Dual-fuel capability "has a much lower cost for a new combined-cycle plant” than firm natural gas transportation for power generators in the Eastern Connection, and for simple-cycle plants the difference is even more pronounced, according to a study summarized in the last of eight Gas-Electric Coordination Quarterly Update reports issued by FERC Thursday.
With few exceptions, the incremental cost of dual-fuel capability for individual generators appears to be much less than the incremental cost of firm transportation on natural gas pipelines as a direct cost strategy to achieve fuel assistance for electric reliability within the Eastern Connection, according to preliminary results in a recently released Eastern Interconnection Planning Collaborative (EIPC) final Target 4 draft report. The primary reasons for those conclusions are:
Existing pipelines in constrained locations are typically fully subscribed, thereby requiring a pipeline to add expensive new facilities to serve gas-fired generation plants;
Generators behind local distribution company gate stations would be expected to bear the cost of local facility improvements to ensure year-round service in addition to mainline improvements from the producing basin in the local system;
The avoided cost of non-firm transportation is not sufficiently high in most constrained locations to significantly reduce the net cost of incremental firm transportation service;
The capital charges, inventory carrying charges and incremental fixed operations and maintenance associated with dual-fuel capability are comparatively low; and
Structural change in the distillate oil market has and will continue to simplify the logistics of ultra-low sulfur diesel replenishment during cold snaps or outages or other contingencies.

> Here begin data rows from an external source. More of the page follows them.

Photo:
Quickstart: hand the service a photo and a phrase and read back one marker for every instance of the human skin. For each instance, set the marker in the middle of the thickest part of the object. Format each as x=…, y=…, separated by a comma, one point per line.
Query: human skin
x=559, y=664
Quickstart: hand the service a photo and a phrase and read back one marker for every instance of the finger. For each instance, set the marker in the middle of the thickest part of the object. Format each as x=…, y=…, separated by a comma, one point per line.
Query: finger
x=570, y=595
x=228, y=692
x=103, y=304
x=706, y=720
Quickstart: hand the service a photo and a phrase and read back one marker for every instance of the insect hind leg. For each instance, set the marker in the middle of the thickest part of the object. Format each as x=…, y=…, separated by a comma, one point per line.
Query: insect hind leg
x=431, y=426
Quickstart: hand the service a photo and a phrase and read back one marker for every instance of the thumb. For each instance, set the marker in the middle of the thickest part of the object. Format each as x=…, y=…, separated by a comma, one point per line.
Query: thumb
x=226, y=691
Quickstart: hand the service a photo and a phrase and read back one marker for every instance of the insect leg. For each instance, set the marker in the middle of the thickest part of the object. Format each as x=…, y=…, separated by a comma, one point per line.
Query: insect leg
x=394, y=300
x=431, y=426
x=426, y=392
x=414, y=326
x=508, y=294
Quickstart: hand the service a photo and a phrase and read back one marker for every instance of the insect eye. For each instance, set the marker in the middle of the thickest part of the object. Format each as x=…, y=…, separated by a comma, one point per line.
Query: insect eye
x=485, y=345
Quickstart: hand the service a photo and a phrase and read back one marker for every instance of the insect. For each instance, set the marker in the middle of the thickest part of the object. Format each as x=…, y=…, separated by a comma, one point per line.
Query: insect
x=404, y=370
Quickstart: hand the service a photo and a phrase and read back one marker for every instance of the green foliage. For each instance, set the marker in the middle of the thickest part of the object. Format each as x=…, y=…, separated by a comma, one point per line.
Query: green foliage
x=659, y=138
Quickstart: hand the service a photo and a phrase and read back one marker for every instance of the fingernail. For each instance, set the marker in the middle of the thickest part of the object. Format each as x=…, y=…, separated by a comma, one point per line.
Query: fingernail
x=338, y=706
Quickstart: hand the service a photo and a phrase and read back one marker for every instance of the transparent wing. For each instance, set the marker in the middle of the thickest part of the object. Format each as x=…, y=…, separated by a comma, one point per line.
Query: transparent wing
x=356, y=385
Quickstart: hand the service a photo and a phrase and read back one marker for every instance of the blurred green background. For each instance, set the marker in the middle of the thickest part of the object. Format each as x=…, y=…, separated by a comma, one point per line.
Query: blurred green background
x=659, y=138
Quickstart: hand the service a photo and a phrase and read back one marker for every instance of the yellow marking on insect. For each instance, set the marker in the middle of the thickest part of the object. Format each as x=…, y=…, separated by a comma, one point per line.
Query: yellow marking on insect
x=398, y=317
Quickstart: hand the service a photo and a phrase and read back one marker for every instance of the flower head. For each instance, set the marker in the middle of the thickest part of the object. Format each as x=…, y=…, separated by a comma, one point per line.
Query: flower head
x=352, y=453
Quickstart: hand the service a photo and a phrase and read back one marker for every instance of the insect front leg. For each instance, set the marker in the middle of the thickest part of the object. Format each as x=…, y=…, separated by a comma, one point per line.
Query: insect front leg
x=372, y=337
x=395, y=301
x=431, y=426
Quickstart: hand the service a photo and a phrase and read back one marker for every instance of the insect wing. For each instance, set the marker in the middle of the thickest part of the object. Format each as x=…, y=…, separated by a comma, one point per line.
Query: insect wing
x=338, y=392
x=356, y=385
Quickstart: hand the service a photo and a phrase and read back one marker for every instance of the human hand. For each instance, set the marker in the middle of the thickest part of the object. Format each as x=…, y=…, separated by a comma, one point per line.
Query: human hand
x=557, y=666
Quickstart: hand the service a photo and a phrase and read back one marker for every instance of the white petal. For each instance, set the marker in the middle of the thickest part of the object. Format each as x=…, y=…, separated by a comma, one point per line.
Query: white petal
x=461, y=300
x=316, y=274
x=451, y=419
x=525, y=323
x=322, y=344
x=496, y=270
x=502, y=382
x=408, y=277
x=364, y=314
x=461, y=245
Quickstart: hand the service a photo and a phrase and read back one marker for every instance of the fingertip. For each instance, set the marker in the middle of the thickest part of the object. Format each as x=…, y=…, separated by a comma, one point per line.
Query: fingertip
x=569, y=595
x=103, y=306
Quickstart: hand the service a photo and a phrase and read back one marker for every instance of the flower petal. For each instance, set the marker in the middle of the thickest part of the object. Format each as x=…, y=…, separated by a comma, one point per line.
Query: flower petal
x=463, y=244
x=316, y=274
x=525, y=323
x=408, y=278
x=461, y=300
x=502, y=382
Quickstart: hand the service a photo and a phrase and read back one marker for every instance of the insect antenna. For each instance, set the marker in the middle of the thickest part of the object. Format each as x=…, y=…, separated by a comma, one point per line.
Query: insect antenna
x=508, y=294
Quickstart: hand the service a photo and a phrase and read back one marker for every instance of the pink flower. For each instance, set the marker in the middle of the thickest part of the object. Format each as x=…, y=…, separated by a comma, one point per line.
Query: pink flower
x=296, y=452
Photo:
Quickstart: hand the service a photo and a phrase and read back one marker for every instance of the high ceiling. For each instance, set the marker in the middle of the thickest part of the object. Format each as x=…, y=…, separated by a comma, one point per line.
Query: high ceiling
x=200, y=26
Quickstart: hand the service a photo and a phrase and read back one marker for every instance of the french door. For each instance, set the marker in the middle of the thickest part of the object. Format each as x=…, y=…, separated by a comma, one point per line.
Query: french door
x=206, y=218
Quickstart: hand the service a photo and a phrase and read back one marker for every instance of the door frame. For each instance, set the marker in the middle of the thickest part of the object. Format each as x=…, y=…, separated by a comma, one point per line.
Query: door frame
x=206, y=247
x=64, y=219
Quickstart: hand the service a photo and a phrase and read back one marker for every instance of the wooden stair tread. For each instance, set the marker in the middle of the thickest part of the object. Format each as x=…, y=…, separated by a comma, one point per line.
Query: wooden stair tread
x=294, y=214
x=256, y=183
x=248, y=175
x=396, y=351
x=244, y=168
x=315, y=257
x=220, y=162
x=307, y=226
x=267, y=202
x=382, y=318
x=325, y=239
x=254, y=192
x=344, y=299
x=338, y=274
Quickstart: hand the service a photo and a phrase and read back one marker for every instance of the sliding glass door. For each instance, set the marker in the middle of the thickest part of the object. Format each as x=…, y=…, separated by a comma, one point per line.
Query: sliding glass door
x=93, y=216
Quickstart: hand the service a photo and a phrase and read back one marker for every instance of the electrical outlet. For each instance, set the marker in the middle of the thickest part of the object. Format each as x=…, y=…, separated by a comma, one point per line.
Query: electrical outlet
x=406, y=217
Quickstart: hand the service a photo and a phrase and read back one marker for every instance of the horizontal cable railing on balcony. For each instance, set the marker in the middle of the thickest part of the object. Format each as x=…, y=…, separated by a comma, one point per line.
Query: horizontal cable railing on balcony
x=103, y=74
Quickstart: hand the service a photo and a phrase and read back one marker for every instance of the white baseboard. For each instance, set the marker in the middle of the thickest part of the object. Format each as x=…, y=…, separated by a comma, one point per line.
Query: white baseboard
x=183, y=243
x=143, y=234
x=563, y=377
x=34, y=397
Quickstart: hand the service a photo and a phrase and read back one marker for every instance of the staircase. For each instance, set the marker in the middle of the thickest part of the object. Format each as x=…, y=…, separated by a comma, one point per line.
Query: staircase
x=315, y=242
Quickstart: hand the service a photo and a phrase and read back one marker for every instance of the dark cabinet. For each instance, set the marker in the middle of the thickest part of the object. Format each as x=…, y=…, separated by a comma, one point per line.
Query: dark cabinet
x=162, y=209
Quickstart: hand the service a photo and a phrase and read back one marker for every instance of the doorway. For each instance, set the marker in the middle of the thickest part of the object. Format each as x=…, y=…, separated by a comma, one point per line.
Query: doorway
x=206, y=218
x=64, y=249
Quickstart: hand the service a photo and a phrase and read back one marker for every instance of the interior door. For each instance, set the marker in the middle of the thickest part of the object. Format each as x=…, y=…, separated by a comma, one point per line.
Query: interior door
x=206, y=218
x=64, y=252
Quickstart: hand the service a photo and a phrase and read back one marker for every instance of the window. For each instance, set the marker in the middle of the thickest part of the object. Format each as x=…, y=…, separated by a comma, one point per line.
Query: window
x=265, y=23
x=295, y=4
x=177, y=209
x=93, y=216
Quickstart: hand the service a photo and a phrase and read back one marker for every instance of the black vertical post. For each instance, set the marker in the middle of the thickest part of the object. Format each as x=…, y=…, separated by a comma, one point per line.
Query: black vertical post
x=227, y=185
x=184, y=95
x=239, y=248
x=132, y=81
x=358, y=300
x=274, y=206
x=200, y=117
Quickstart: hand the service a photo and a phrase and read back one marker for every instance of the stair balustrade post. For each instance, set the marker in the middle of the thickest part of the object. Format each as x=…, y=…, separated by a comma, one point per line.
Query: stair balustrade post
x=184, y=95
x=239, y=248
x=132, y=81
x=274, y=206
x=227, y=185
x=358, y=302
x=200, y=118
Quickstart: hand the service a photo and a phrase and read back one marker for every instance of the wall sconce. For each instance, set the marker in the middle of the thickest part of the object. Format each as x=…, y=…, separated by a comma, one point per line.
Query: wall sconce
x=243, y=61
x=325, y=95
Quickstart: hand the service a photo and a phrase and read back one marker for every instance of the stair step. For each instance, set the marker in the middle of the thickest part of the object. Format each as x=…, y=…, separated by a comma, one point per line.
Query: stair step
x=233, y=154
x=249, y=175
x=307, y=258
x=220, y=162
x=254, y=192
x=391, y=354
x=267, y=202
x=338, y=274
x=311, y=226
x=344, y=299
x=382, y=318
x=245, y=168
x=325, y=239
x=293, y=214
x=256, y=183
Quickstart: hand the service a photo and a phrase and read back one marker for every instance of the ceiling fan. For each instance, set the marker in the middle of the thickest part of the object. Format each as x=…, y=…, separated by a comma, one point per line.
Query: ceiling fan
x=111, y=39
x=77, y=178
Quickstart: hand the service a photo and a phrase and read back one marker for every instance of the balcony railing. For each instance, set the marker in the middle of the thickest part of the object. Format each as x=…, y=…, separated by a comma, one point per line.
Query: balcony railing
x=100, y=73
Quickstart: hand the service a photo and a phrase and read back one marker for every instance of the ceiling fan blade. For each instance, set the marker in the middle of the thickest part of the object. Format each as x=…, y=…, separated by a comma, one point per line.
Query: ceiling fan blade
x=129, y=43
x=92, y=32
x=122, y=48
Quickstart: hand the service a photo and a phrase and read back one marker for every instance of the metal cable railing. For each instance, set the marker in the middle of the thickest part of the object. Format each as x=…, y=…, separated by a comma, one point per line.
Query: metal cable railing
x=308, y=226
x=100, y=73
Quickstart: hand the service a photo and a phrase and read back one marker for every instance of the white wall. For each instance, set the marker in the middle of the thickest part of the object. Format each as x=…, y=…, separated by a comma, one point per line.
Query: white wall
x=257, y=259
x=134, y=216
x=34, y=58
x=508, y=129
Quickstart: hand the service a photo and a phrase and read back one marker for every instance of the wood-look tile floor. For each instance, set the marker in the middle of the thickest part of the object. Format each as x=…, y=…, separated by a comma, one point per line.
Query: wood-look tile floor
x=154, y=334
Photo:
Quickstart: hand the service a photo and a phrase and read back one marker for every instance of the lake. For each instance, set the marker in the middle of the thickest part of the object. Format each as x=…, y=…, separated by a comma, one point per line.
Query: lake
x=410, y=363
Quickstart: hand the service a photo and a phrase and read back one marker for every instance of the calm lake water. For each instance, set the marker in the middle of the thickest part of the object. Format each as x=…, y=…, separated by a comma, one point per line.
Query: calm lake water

The report concludes that despite the ostensible economic superiority of the dual-fuel capable solution to the challenge of maintaining fuel assurance, there may be other commercial reasons that would induce power generators to invest in firm pipeline transportation, including different operating characteristics, margin recoupment from the redeployment of firm capacity rights, and the ability to source gas at a lower price and more stable trading point under firm pipeline service.
EIPC's final Target 2 draft report, which evaluates the adequacy of natural gas infrastructure in 2018 and 2023 to meet expected core load and non-core gas-fired generation requirements on Winter Peak Days and Summer Peak Days, was due to be released in October, but it has been delayed. Target 3 -- a contingency analysis -- is scheduled to be completed in the first quarter of 2015, according to Federal Energy Regulatory Commission staff.
The six participating planning authorities of EIPC -- ISO New England, New York ISO, Ontario's Independent Electric System Operator, Midcontinent ISO, PJM Interconnection and the Tennessee Valley Authority -- issued a request for proposals (RFP) to conduct the Gas-Electric System Interface Study in August 2013 (see Daily GPI, Aug. 5, 2013).
The RFP came three months after EIPC said it had completed a transmission analysis as part of an electric system transmission planning effort funded by the U.S. Department of Energy, and the government agency asked EIPC to look into whether the country's natural gas infrastructure is up to the challenges posed by increased gas-fired power generation (see Daily GPI, April 30). Study results, due to be completed by mid-2015, are expected to help improve gas-electric coordination to ensure electric system reliability.
A separate study, released earlier this month by the Eastern Connection States Planning Council and the National Association of Regulatory Utility Commissioners, concluded that investment in mainline natural gas pipelines is the largest component of infrastructure expenditures in the natural gas sector, followed by lateral pipelines, processing and storage equipment.
"The majority of the infrastructure buildout is driven by rapidly expanding production plays in the Northeast (Marcellus and Utica shales) and the Southwest (Eagle Ford and Haynesville shales), with the largest concentration of infrastructure investment needed in Pennsylvania and Louisiana," FERC staff said.
The study found that total infrastructure costs for the natural gas and power sectors could be about 1.5% lower if they co-optimize on siting and fuel infrastructure expansion.
FERC commissioners directed staff to compile the quarterly gas-electric coordination reports two years ago as part of a response to concerns aired during a series of regional conferences on coordination issues in the Mid-Atlantic, New England, Southeast, West and Midwest regions (see Daily GPI, Nov. 19, 2012).